Timeslice management is currently an approximation. IFF the approximation
is good enough, it will/must out perform pedantic bean-counting. Current
timeslice management apparently isn't quite good enough, so I'm trying to
find a way to increase it's informational content without the (in general
case useless) overhead of attempted perfection. I'm failing miserably btw ;-)
>On Tue, Jun 10, 2003 at 01:31:32PM +0200, Mike Galbraith wrote:
> > wrt pit, yeah, that diff won't work if you don't have a tsc. If something
> > like it were used, it'd have to have ifdefs to continue using
> > jiffies. (the other option being only presentable on April 1:)
>
>The issue is the driver returning garbage; not having as good of
>precision from hardware is no fault of the method. I'd say timer_pit
>should just return jiffies converted to nanoseconds.
That's the option that I figured was April 1 material, because of the
missing precision. If it could be made (somehow that I don't understand)
to produce a reasonable approximation of a high resolution clock, sure.
>Also, I posted the "thud" fix earlier in this thread in addition to the
>monotonic_clock() bits. AFAICT it mitigates (or perhaps even fixes) an
>infinite priority escalation scenario.
(yes, mitigates... maybe cures with round down, not really sure)

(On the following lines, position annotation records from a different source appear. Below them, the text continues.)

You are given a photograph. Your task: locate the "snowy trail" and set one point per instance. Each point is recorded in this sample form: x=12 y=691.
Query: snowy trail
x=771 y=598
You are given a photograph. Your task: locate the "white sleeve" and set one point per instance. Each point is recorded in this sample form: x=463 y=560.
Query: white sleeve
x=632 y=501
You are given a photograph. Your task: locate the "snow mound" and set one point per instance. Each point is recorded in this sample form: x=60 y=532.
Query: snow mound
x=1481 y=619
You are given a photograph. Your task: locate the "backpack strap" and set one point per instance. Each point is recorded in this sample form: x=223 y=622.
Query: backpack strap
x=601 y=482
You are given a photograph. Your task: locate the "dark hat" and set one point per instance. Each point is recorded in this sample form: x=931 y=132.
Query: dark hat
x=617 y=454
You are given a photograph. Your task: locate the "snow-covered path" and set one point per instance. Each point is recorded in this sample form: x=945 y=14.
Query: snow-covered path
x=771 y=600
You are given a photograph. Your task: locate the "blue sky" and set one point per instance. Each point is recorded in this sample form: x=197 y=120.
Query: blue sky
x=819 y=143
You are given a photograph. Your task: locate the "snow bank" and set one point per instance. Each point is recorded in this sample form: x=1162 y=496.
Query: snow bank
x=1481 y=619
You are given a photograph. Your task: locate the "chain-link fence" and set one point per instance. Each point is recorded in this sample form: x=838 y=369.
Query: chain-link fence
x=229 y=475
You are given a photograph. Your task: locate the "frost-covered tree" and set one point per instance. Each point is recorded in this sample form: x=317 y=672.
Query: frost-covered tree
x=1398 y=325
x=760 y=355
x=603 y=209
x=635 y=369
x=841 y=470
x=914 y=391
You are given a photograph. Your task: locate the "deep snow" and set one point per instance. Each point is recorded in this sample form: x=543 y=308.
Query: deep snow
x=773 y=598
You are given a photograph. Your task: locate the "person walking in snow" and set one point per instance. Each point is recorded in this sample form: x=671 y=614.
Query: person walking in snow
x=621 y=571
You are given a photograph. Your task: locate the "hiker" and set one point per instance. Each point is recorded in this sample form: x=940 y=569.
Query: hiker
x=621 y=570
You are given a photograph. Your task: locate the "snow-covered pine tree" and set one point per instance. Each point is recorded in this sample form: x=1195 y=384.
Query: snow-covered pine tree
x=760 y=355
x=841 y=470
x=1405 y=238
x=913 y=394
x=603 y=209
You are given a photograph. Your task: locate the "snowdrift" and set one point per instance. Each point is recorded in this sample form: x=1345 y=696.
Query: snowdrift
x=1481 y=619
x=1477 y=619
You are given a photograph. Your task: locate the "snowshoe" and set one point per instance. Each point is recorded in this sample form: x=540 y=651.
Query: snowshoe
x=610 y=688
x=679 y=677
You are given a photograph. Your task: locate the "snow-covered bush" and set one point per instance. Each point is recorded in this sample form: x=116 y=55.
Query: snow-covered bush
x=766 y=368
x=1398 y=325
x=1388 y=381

Couple that change with reintroduction of backboost to offset some of it's
other effects and a serious reduction of CHILD_PENALTY and you'll have a
very snappy desktop. However, there is another side of the
equation. Large instantaneous variance in sleep_avg/prio also enables the
scheduler to react quickly such that tasks which were delayed for whatever
reason rapidly get a chance collect their ticks and catch up. It can and
does cause perceived unfairness... which is in reality quite fair. It's
horrible for short period concurrency, but great for long period
throughput. AFAIKT, it's a hard problem.